For our models, first we’re going to run a linear regression. Variables that don’t reach statistical significance will be removed.
lmmed <- lm(TARGET_WINS~., mbtrainmed)
#summary(lmmed)
#I will now removed one variable at a time based on which is the least significant and retested the model until all variables are significant.
lmmed <- lm(TARGET_WINS~. -TEAM_PITCHING_BB -TEAM_PITCHING_HR -INDEX, mbtrainmed)
summary(lmmed)
##
## Call:
## lm(formula = TARGET_WINS ~ . - TEAM_PITCHING_BB - TEAM_PITCHING_HR -
## INDEX, data = mbtrainmed)
##
## Residuals:
## Min 1Q Median 3Q Max
## -49.598 -8.593 0.085 8.445 58.582
##
## Coefficients:
## Estimate Std. Error t value Pr(>|t|)
## (Intercept) 22.3440443 5.2338369 4.269 2.04e-05 ***
## TEAM_BATTING_H 0.0490922 0.0036699 13.377 < 2e-16 ***
## TEAM_BATTING_2B -0.0213744 0.0091626 -2.333 0.019746 *
## TEAM_BATTING_3B 0.0665763 0.0166230 4.005 6.40e-05 ***
## TEAM_BATTING_HR 0.0674046 0.0096315 6.998 3.40e-12 ***
## TEAM_BATTING_BB 0.0115464 0.0033748 3.421 0.000634 ***
## TEAM_BATTING_SO -0.0085211 0.0024529 -3.474 0.000523 ***
## TEAM_BASERUN_SB 0.0249207 0.0042092 5.920 3.70e-09 ***
## TEAM_PITCHING_H -0.0007770 0.0003209 -2.421 0.015552 *
## TEAM_PITCHING_SO 0.0029662 0.0006719 4.415 1.06e-05 ***
## TEAM_FIELDING_E -0.0190100 0.0023919 -7.948 2.97e-15 ***
## TEAM_FIELDING_DP -0.1217894 0.0129296 -9.419 < 2e-16 ***
## ---
## Signif. codes: 0 '***' 0.001 '**' 0.01 '*' 0.05 '.' 0.1 ' ' 1
##
## Residual standard error: 13.07 on 2264 degrees of freedom
## Multiple R-squared: 0.3151, Adjusted R-squared: 0.3117
## F-statistic: 94.68 on 11 and 2264 DF, p-value: < 2.2e-16
#Imputing median values in eval data.
mbeval1 <- mbeval %>%
mutate_all(~ifelse(is.na(.), median(., na.rm = TRUE), .))
lmpred<-predict(lmmed, mbeval1)
Let’s see what we got:
summary(lmmed)
##
## Call:
## lm(formula = TARGET_WINS ~ . - TEAM_PITCHING_BB - TEAM_PITCHING_HR -
## INDEX, data = mbtrainmed)
##
## Residuals:
## Min 1Q Median 3Q Max
## -49.598 -8.593 0.085 8.445 58.582
##
## Coefficients:
## Estimate Std.
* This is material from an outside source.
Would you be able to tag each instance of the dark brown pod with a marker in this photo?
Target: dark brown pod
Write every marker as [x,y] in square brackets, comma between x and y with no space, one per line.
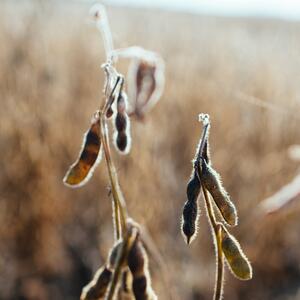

Error t value Pr(>|t|)
## (Intercept) 22.3440443 5.2338369 4.269 2.04e-05 ***
## TEAM_BATTING_H 0.0490922 0.0036699 13.377 < 2e-16 ***
## TEAM_BATTING_2B -0.0213744 0.0091626 -2.333 0.019746 *
## TEAM_BATTING_3B 0.0665763 0.0166230 4.005 6.40e-05 ***
## TEAM_BATTING_HR 0.0674046 0.0096315 6.998 3.40e-12 ***
## TEAM_BATTING_BB 0.0115464 0.0033748 3.421 0.000634 ***
## TEAM_BATTING_SO -0.0085211 0.0024529 -3.474 0.000523 ***
## TEAM_BASERUN_SB 0.0249207 0.0042092 5.920 3.70e-09 ***
## TEAM_PITCHING_H -0.0007770 0.0003209 -2.421 0.015552 *
## TEAM_PITCHING_SO 0.0029662 0.0006719 4.415 1.06e-05 ***
## TEAM_FIELDING_E -0.0190100 0.0023919 -7.948 2.97e-15 ***
## TEAM_FIELDING_DP -0.1217894 0.0129296 -9.419 < 2e-16 ***
## ---
## Signif. codes: 0 '***' 0.001 '**' 0.01 '*' 0.05 '.' 0.1 ' ' 1
##
## Residual standard error: 13.07 on 2264 degrees of freedom
## Multiple R-squared: 0.3151, Adjusted R-squared: 0.3117
## F-statistic: 94.68 on 11 and 2264 DF, p-value: < 2.2e-16
plot(lmmed)
regr.eval(mbtrain$TARGET_WINS, lmpred)
## mae mse rmse mape
## 14.59687 356.40579 18.87871 Inf
The residual plots are not evenly varried and the QQ plot is not linear. This is not the right model for our predictions.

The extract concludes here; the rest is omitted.